Besonders missverständlich ist die Aussage „33 % auf Lithium-Batterien“. Modul 6 fördert die Elektrifizierung einer bisher fossil betriebenen Anlage. Batterie und Ladegerät können Teil der neuen Elektrostapler-Lösung sein, wenn sie dem Vorhaben eindeutig zugeordnet und als förderfähige Kosten anerkannt werden. Der isolierte Austausch einer Batterie in einem bereits elektrischen Stapler erfüllt den fossilen Ersatz nicht automatisch.
Der Sieben-Fragen-Selbstcheck vor der Modellsuche
- Ist das Unternehmen klein? Unternehmensgröße einschließlich verbundener und Partnerunternehmen nach EU-KMU-Regeln prüfen.
- Ist das Altgerät fossil? Der bestehende Stapler muss ausschließlich mit einem fossilen Energieträger betrieben werden.
- Ist das Altgerät mindestens fünf Jahre genutzt? Die betriebliche Nutzung muss nachvollziehbar sein.
- Gehört es dem Antragsteller? Eigentum und Zuordnung müssen dokumentiert werden.
- Ist es noch voll funktionsfähig? Modul 6 ist kein Entsorgungsbonus für eine ausgefallene Maschine.
- Übernimmt der Elektrostapler denselben Zweck? Last, Route und Prozess müssen vergleichbar beschrieben werden.
- Ist noch kein bindender Auftrag erteilt? Der Vertragsstatus ist vor jeder Unterschrift zu klären.
Wer eine dieser Fragen nicht belastbar mit Ja beantworten kann, sollte vor einer Bestellung prüfen, ob Modul 6 ausscheidet oder ein anderer Förderweg in Betracht kommt.
Was „gleicher Verwendungszweck“ beim Stapler bedeutet
Ein alter Dieselstapler und ein neuer Elektrostapler müssen nicht technisch identisch sein. Der betriebliche Zweck muss aber nachvollziehbar derselbe bleiben. Eine gute Beschreibung nennt keine abstrakte „Modernisierung“, sondern den realen Materialfluss: welche Lasten, zwischen welchen Punkten, in welcher Höhe, auf welchen Wegen und in welchem Schichtmodell bewegt werden.
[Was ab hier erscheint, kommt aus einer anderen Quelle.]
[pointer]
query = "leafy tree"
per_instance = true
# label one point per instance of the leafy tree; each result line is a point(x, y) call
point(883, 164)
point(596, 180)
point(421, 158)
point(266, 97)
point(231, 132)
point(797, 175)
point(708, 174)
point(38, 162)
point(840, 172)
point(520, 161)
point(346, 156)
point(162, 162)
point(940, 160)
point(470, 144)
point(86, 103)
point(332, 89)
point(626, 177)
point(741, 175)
| Schwache Beschreibung | Belastbare Projektbeschreibung |
|---|---|
| Diesel durch Elektro ersetzen | Paletten bis 1.800 kg vom Wareneingang über 120 m Hallenroute bis 5.500 mm einlagern |
| Neue Lithiumtechnik kaufen | Bestehenden 3,5-t-Stapler für Gitterboxen in Produktion und Versand funktionsgleich elektrifizieren |
| CO₂ sparen | Fossile Antriebsenergie des dokumentierten Bestandsgeräts durch ausschließlich elektrischen Betrieb ersetzen |
Diese Daten helfen zugleich bei der technischen Auswahl. Ein Förderantrag sollte keine Maschine rechtfertigen, die für den Betrieb falsch dimensioniert ist.
Die richtige Reihenfolge: Antrag vor Auftrag
- Altgerät und Unternehmensstatus vorprüfen.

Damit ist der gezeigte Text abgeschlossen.